Bileşimindeki bulunan mucize mineral; Selenyum, hücreler üzerinde antioksidatif etki göstermektedir. Kansere karşı çok önemli faktör olarak değerlendirilen selenyum etkisi, kalp hastalıklarını önlemekte, yaşlanmayı yavaşlatmakta, cinsel gücün devamlılığında popüler bir antioksidan olarak günümüzde öne çıkmıştır.
Kefir; doğal gençlik iksiridir.
Yaşamımız boyunca mükemmel olarak işleyen vücudumuz, yaşımız ilerledikçe dışarıdan gelen saldırılara karşı koruyucu kalkanlarını yitirmektedir. Toksik maddeler, cildi tahrip eden serbest radikaller, ağır metaller, hava kirliliğinden oluşan karbon monoksit gibi zararlı gazlar vücudumuzu bir nevi paslandırmaktadır. Kanser tümörü oluşumu aşamasında oksidasyon sonucu oluşan hücre dışı yapılar hücre bozulmalarına yol açmaktadır.
Doğru beslenme ile alacağımız vitamin ve mineraller paslanmayı giderir ve güçlü bir temizlik işlemi yapar. Dolayısıyla yaşlanmayı yavaşlatır ve birçok hastalığın oluşumunu engeller. Kefirdeki Anti oksidan vitamin ve mineraller hücre yenilenmesini sağlar.
Kefir; biyolojik olarak insan metabolizmasının sürekli yenilenmesini sağlar.
Kefir sağlıklı ve doğal beslenmeyi sistemize ettiğinden çeşitli hormonların seviyelerini dengeler ve normalleştirir. Başta üreme hormonları olmak üzere kortizol, ensülin ve beyinde önemli işlevi olan serotonin (mutluluk) hormonu ile adrenalin hormonu üzerinde olumlu etkiler yapar.
Kefir mide ve pankreas gibi bazı organların salgılarını arttırarak başta ülser olmak üzere sindirim rahatsızlıklarına karşı iyileştirici rol oynar.



KEFİRİN TARİHİ




Kefir Orta Asya’da göçebe olarak yaşamlarını sürdüren Türkler tarafından 5000 yıl önce bulunmuştur. Hayvanları ilk evcilleştirdikleri zaman onların sütlerinden yararlanan Türkler yaşamlarının her alanında mayaladıkları süt ürünlerini her yere taşımışlardır. Sürekli yanlarında bulunan atlardan, keçi ve koyunlardan yararlanmışlar; at sütünden kımız, keçi veya koyun sütünden kefir üretmişlerdir.

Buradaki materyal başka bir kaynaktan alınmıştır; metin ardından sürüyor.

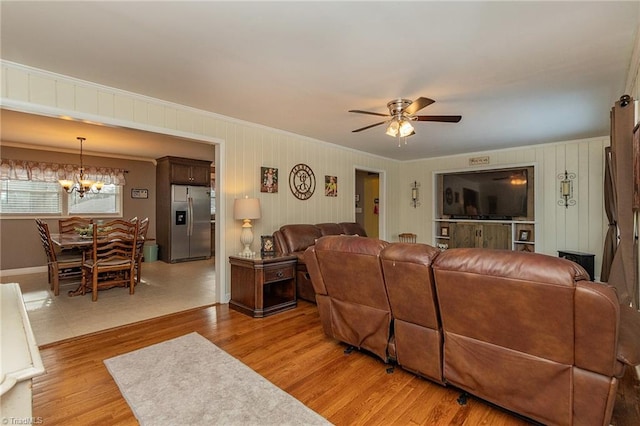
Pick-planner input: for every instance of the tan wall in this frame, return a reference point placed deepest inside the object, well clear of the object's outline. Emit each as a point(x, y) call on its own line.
point(242, 149)
point(28, 253)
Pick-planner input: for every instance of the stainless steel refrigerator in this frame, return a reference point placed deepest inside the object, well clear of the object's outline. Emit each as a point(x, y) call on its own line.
point(191, 222)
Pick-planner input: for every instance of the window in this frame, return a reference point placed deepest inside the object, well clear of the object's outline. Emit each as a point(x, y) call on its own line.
point(30, 198)
point(106, 202)
point(20, 197)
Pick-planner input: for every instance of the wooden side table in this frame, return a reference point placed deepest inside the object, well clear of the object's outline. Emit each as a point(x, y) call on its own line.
point(263, 286)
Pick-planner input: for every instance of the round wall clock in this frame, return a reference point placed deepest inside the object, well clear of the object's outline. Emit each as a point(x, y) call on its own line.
point(302, 181)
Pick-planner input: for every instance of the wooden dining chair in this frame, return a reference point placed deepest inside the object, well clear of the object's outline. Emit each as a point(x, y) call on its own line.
point(407, 237)
point(111, 261)
point(60, 266)
point(143, 227)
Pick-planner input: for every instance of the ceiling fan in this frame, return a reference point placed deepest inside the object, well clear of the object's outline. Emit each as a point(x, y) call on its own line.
point(402, 113)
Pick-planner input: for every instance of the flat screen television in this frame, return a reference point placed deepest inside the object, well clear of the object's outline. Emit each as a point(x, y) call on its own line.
point(486, 194)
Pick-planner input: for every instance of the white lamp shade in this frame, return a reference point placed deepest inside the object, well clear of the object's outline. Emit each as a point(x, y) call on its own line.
point(246, 208)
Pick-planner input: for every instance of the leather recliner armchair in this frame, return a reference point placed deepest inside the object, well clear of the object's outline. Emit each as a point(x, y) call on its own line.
point(294, 239)
point(350, 292)
point(530, 333)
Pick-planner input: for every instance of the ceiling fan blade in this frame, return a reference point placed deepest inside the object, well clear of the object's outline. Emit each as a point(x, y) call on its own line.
point(368, 127)
point(442, 118)
point(418, 104)
point(368, 112)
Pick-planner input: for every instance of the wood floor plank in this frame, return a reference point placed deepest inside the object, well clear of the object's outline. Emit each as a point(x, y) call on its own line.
point(291, 351)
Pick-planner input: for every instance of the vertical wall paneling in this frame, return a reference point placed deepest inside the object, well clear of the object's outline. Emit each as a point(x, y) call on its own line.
point(106, 104)
point(581, 227)
point(243, 156)
point(43, 90)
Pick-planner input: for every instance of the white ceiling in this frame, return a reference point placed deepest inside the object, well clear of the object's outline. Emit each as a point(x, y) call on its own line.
point(519, 73)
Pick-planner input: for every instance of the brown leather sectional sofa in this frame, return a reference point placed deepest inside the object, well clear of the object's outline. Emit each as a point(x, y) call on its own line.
point(295, 239)
point(525, 331)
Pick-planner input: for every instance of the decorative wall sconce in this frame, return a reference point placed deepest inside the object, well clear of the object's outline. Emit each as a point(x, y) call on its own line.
point(566, 189)
point(415, 195)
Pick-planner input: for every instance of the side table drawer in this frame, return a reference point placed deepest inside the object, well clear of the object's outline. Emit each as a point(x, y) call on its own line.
point(278, 274)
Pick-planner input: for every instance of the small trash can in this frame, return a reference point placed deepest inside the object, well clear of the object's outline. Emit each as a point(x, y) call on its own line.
point(150, 251)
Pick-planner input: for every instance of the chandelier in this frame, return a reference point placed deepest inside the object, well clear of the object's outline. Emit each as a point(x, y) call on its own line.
point(81, 184)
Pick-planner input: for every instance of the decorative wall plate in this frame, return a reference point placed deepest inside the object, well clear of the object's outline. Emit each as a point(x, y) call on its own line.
point(302, 181)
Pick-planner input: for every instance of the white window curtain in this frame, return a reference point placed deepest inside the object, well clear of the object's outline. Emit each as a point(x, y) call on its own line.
point(52, 172)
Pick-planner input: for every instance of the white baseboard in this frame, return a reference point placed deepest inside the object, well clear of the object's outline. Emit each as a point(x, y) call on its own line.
point(22, 271)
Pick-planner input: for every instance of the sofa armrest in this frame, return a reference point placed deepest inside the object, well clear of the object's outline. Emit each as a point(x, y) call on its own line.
point(629, 336)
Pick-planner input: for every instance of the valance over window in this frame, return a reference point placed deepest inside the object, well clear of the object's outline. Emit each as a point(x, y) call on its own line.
point(52, 172)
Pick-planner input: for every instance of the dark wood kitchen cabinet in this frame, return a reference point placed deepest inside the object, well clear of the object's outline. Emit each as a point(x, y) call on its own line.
point(185, 171)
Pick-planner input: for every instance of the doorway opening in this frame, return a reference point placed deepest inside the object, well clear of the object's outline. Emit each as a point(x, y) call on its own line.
point(369, 201)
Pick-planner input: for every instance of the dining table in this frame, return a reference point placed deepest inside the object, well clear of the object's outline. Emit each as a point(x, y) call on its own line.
point(67, 241)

Daha çok yerleşik topluluklar tarafından üretilen peynirden, yoğurttan önce kefir üretilmiş ve insanların temel besin maddesi olmuştur.Sürekli göç eden topluluklar Orta Asya’dan gelerek Avrupa’ya yaptıkları akınlarda beslenmeleri ile Avrupalıların dikkatini çekmişlerdir.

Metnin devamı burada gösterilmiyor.